Kontroller bakımından eski macera oyunlarında bulunan ayrı ayrı göz için inceleme, almak için el gibi komutlar yok. Gerçi bu tarz macera oyunları doksanların başından itibaren yerini tek tık ile tüm aksiyonları gerçekleştirmeye bırakmaya başlamıştı. Kısacası tek bir tuş ile tüm işlemlerimizi gerçekleştirebiliyoruz ve sağ tuş ile beliren envanterle elimizde ne var, ne yok göz atabiliyoruz. Fakat şunu söylemeliyim ki The Dig’in bulmacaları zorlayıcı. Oynadığınız süre boyunca birçok mekân gezeceksiniz ve kimi zaman neyin ne olduğu birbirine girecek. Envanterde topladığınız nesnelerle gerçekleştireceğiniz yapboz tarzı bulmacalardan uzaylı teknolojilerini çalıştırmaya kadar envai çeşit bulmaca karşınıza çıkacak. Benim tavsiyem sabırlı olun, Brink ve Robbins ile de bol bol konuşmayı ihmal etmeyin. Her ne kadar ikili kendi dünyalarında olsalar bile ipuçları bakımından sizlere faydalı olacaktırlar.
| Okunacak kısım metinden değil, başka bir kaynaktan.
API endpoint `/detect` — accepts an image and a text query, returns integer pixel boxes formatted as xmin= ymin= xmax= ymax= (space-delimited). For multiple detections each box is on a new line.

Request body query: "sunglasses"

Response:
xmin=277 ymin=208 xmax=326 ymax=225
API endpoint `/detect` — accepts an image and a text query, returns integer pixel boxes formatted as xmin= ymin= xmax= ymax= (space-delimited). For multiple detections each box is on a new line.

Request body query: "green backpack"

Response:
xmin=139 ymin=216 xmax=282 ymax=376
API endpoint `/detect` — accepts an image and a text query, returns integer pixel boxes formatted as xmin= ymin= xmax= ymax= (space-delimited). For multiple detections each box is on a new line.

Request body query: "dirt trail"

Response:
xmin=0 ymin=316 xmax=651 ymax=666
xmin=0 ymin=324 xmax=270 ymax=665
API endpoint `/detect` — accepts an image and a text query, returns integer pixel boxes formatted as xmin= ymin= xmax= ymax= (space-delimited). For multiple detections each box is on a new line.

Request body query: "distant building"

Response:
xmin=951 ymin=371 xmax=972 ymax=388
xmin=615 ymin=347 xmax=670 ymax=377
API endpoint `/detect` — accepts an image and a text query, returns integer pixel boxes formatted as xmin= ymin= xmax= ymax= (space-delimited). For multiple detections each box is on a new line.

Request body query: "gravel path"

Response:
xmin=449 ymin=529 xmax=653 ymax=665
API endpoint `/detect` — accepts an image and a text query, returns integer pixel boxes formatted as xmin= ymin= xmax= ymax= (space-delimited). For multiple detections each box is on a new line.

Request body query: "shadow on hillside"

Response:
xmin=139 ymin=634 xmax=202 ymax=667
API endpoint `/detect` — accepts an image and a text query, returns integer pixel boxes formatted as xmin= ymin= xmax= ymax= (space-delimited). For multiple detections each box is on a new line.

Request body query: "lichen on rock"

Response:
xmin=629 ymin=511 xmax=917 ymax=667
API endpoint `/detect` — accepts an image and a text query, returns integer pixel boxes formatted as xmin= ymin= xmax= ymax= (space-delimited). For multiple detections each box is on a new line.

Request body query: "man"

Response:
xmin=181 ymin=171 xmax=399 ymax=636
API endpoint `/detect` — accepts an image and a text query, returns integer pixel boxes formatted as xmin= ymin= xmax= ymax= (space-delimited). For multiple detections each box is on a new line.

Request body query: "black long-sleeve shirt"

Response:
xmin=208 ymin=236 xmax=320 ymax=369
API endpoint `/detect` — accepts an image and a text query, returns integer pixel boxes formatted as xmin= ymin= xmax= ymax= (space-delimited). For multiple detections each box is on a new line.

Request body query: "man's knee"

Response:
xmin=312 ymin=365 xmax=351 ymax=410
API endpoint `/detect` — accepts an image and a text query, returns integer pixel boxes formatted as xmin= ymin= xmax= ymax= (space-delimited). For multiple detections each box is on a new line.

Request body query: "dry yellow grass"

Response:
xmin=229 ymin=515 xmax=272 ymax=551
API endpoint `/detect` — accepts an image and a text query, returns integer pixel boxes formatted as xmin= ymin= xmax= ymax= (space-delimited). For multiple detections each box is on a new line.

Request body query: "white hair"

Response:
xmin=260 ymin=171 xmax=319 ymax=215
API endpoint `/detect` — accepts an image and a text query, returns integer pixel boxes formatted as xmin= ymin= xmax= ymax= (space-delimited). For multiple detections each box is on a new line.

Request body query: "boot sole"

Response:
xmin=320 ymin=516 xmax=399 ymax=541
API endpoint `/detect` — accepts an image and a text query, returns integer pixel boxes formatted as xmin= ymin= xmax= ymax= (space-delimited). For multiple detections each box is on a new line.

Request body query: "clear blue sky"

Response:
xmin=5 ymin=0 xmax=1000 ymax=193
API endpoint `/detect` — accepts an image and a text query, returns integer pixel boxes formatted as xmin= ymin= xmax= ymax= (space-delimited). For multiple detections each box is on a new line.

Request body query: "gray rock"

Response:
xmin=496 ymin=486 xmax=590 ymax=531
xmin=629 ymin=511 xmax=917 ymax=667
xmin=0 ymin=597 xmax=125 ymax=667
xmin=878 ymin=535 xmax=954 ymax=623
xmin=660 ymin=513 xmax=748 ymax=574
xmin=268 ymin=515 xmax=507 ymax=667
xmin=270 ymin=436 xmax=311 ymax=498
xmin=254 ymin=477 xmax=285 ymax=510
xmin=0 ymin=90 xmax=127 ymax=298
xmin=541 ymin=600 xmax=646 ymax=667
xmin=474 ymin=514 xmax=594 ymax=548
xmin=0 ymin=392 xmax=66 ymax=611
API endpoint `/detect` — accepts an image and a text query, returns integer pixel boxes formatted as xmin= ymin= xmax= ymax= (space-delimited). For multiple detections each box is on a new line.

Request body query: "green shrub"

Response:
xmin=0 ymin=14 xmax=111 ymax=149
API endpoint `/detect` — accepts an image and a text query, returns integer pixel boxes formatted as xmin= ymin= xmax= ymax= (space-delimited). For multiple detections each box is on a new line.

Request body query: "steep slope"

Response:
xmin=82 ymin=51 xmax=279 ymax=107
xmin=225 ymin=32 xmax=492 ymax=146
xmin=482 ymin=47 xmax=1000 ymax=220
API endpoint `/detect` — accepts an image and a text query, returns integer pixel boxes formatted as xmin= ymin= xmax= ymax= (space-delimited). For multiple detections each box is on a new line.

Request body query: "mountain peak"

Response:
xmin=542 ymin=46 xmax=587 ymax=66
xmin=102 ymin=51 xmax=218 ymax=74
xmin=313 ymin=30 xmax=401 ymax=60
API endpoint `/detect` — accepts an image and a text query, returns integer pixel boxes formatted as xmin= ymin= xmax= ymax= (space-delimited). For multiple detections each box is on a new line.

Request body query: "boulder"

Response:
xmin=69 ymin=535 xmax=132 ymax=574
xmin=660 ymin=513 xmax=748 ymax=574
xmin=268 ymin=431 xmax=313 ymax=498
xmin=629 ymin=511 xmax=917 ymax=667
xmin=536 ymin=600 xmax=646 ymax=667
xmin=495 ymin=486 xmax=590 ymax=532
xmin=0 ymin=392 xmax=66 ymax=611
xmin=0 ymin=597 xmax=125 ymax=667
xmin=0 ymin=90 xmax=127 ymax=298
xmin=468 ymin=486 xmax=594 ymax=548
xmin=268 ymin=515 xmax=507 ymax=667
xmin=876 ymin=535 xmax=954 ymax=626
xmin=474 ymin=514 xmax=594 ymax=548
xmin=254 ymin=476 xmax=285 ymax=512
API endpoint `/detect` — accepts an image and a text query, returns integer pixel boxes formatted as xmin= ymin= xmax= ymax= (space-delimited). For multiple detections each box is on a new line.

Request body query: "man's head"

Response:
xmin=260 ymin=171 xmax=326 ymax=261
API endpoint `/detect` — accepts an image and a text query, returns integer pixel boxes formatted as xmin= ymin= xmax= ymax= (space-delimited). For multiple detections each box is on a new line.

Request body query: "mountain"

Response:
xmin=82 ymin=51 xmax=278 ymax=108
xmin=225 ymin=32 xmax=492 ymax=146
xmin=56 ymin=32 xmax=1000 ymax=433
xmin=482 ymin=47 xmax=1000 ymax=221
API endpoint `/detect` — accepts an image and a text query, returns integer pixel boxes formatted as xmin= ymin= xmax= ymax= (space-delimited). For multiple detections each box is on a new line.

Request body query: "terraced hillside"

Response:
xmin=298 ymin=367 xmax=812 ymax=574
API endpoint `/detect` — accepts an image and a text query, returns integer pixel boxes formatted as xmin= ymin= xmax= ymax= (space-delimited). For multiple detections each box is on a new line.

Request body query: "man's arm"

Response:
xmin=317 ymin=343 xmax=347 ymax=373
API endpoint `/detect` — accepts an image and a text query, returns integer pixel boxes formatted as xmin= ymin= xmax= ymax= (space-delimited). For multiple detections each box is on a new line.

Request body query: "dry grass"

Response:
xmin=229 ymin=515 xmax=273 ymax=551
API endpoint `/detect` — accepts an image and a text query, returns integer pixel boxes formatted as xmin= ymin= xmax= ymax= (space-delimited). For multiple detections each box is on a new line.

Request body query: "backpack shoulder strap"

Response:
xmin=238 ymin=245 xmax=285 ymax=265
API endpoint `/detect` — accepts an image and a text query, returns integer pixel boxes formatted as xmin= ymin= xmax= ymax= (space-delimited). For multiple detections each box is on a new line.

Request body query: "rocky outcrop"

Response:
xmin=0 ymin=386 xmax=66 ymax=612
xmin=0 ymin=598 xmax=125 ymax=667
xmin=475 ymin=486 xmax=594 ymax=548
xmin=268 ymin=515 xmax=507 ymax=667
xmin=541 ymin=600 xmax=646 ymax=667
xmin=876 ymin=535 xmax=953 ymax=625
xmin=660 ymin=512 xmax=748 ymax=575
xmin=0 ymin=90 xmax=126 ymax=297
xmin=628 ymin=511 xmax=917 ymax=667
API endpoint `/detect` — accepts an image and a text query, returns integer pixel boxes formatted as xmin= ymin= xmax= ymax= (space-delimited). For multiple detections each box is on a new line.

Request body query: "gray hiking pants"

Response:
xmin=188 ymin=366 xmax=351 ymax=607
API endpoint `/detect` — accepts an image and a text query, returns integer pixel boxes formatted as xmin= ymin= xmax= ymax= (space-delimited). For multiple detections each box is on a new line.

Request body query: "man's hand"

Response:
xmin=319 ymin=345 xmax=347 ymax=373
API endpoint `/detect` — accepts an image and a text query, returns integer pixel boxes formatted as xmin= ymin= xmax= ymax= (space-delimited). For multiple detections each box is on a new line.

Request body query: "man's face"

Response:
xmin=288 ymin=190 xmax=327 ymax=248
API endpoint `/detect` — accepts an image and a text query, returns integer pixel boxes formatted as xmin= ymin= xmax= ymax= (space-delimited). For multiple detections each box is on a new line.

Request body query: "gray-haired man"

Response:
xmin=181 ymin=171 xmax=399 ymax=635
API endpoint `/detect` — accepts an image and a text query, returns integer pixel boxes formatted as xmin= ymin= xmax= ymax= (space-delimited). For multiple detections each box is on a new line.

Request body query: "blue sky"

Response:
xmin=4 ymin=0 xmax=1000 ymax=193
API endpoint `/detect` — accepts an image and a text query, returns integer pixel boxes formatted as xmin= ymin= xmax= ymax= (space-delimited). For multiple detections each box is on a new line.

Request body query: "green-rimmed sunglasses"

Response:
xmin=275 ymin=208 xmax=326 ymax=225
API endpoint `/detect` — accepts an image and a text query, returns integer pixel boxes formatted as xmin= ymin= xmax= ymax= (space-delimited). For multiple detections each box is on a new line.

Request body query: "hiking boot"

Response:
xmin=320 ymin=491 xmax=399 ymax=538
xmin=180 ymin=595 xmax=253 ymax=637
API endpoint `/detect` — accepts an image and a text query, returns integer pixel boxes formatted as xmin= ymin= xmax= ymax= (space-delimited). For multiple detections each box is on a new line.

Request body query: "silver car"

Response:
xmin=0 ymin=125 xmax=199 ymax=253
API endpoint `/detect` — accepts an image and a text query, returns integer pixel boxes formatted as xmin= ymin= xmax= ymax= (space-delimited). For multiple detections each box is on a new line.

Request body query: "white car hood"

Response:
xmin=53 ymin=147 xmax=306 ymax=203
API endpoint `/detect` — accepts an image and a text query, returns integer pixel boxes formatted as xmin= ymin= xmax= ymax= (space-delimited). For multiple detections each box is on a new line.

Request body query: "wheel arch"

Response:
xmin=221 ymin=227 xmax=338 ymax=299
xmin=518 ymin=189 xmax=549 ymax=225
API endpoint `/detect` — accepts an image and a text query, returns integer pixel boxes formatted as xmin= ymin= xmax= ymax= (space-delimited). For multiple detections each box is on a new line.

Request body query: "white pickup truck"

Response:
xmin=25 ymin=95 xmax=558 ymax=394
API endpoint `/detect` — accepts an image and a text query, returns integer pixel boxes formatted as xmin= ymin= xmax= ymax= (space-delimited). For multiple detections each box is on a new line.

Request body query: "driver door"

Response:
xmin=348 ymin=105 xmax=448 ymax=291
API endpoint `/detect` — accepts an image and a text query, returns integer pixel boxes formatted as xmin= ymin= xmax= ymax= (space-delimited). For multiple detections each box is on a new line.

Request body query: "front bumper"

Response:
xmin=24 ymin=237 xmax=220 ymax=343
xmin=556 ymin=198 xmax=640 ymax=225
Günümüzde The Dig’i benim gibi nette sitesinden sorunsuzca bulabileceğiniz ScummVM emulatörü ile rahatlıkla oynayabilmeniz mümkün. Her ne kadar bulmacaları ile sabrınızı test etse de atmosferi ve hikâyesi bakımından buna değdiğini rahatlıkla söyleyebilirim. Haftaya Oynanması Gereken Macera Oyunları kuşağının kurallarını biraz esneterek nostaljik sayılmayan ama yüzde yüz macera oyunu klasiklerinden sayılan bir yapıma değineceğim. 90’lardan 2000’li yıllara geçiş yapacağımız önümüzdeki haftamızın konuğu Syberia serisi.